Understanding hierarchical relationships within data, such as those between individuals and organisations, can be key to gaining a complete picture of your contacts, but enabling users to view and explore these relationships in a user-friendly way is not easy. Here we list some of the main challenges in creating and representing customer hierarchies:
1. Categorisation. It may seem obvious, but when displaying a customer hierarchy it is vital to be able to show what each member of the hierarchy ‘is’: i.e. a person, an organisation, or a consortium (group of organisations). In practice, this may not be straightforward if a single, reliable ‘Customer Type’ field is not available within the underlying data. If a record within the hierarchy includes both a name (e.g. “John Smith”), and an organisation (e.g. “University of Oxford”), should this be seen to represent the entire university (where John Smith is the key contact) or only John Smith personally (who happens to be affiliated to that university)? In such cases a rule based approach may be needed in order to make a ‘best guess’.
2. Size and complexity. Hierarchies can often be large, with universities including separate faculties, colleges and libraries, and large healthcare authorities containing several subsidiary hospitals with their own internal departments. In addition, relationships within them may be complex, meaning that each person or organisation may not fit neatly into a single place within the hierarchy. For example, an individual may be affiliated to more than one organisation (having completed a degree at Oxford University and a PhD at Cambridge), organisations may belong to more than one consortium, and even the make-up of any given consortium may vary over time.
3. Terminology. When referring to hierarchical data, programmers commonly describe members of a hierarchy as ‘nodes’ and use family tree terminology to define the relationships between them, such as ‘parents’, ‘children’, ‘siblings’, ‘ancestors’, and ‘descendents’. This convention may not always be familiar to non-technical users, and is often used inconsistently – for example, does ‘children’ refer just to the level below the current point in the hierarchy, or to all of the levels below that too? It may therefore be preferable to avoid displaying these terms to users wherever possible in order to prevent confusion.

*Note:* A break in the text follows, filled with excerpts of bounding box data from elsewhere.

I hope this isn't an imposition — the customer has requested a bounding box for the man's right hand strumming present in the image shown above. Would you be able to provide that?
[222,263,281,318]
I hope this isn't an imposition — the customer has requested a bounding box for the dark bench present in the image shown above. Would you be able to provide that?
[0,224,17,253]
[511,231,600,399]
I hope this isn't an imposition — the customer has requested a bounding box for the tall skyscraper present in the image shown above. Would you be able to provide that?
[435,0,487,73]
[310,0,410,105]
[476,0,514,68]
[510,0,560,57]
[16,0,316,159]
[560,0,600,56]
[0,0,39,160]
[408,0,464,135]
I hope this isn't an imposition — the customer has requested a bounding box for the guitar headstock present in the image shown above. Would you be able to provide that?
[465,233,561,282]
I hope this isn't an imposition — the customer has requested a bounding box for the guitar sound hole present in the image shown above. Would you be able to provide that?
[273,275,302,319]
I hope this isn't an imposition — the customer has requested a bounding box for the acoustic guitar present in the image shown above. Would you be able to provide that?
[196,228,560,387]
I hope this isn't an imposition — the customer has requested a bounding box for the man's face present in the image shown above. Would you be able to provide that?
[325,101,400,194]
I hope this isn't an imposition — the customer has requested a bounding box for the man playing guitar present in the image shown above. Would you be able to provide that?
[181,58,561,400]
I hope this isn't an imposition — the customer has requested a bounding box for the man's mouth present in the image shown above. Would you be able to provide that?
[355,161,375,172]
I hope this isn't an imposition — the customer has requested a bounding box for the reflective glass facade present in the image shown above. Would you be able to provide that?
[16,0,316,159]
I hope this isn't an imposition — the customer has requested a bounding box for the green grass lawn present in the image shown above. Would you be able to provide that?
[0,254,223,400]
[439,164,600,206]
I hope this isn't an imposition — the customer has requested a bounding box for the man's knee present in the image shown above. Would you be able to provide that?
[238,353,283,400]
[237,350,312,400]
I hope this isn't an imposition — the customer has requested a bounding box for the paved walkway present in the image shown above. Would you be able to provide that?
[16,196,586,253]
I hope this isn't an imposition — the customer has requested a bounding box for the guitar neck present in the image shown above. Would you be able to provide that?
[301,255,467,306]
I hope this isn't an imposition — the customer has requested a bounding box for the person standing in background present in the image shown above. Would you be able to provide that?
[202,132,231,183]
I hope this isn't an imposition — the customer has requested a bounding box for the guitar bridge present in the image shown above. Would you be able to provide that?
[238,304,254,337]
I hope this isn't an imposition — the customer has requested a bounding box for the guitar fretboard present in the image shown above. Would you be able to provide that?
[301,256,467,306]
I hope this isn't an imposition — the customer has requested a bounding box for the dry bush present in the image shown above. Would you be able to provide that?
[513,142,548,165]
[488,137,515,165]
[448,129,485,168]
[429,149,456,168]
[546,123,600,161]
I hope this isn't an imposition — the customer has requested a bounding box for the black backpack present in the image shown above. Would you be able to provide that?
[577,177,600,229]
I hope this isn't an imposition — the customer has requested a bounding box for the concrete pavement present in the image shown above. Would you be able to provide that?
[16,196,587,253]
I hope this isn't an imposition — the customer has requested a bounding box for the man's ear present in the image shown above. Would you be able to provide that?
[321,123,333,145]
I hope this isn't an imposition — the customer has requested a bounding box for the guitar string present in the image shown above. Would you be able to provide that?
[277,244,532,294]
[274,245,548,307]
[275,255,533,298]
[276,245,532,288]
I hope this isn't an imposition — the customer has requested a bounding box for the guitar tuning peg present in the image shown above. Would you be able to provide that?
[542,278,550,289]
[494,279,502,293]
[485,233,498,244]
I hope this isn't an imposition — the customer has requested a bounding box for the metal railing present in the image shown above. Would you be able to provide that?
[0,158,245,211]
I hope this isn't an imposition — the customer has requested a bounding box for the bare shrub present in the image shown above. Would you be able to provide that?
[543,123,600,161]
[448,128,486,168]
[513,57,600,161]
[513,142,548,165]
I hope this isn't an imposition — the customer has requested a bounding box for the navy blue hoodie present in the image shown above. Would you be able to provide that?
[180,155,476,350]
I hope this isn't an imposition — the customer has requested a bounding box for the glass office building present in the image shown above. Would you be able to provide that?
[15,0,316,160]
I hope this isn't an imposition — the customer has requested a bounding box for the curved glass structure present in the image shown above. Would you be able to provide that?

4. Inheritance. Extending the family tree concept, the idea of ‘inheritance’ can be applied to define which properties should be passed downwards from higher to lower levels in the hierarchy. For example, it is likely that an individual will have access rights to content if the university they belong to has purchased a relevant subscription, and this should be reflected when representing their data. To create an accurate picture of each contact, it is therefore essential to understand which properties within the data can be inherited downwards and in which contexts e.g. from consortia to organisations, from organisations to subsidiary organisations, and onward to individuals.
5. Visualisation. Large and complex hierarchies are unlikely to fit into a single screen, and a successful visualisation should accommodate this. In contrast to a simple chart or graph for representing two dimensional data, a hierarchy is likely to require interactive elements such as scrolling, expanding and collapsing, and/or zooming in order to be viewed in its entirety. The most common representation is a Tree View which can either be vertical, as seen in Windows when browsing files and folders, or horizontal, such as in a family tree diagram or organisational chart. Other visualisation techniques include Tree Maps which show a hierarchy as a series of nested rectangles, and Hyperbolic Trees which display the hierarchy through a ‘fish eye’ view, although these are likely to be less familiar to users, and therefore harder to understand and use.